Identifying acute mesenteric ischemia via mesenteric fractional flow reserve in patients with spontaneous isolated superior mesenteric artery dissection: case report

Indian J Thorac Cardiovasc Surg. 2024 Sep;40(5):617-620. doi: 10.1007/s12055-024-01706-9. Epub 2024 Feb 29.

Abstract

There is no definitive approach for assessing mesenteric ischemia and determining the optimal timing for endovascular intervention in the management of spontaneous isolated dissection of the superior mesenteric artery (SISMAD). A 56-year-old male with acute abdominal pain was diagnosed with SISMAD. After evaluating mesenteric ischemia through mesenteric fractional flow reserve (FFR), FFR was 0.72, and the patient was recommended conservative treatment for SISMAD, which involves fasting, total parenteral nutrition, and anticoagulation. The patient's syndrome was relieved after conservative treatment for 14 days without stent implantation. Over the next 5 years, no recurrence of abdominal pain or worsening of SISMAD was observed in the patient.
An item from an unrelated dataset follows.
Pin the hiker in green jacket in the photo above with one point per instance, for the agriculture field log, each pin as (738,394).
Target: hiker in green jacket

Assessing the severity of mesenteric ischemia can be done through mesenteric FFR. Upon confirmation of the exclusion of risks related to dilatation or rupture of SISMAD aneurysm, an approach in favor of conservative management for SISMAD may indeed be considered pragmatic when the FFR exceeds 0.72.

Keywords: Endovascular treatment; Fractional flow reserve; Spontaneous isolated mesenteric artery dissection.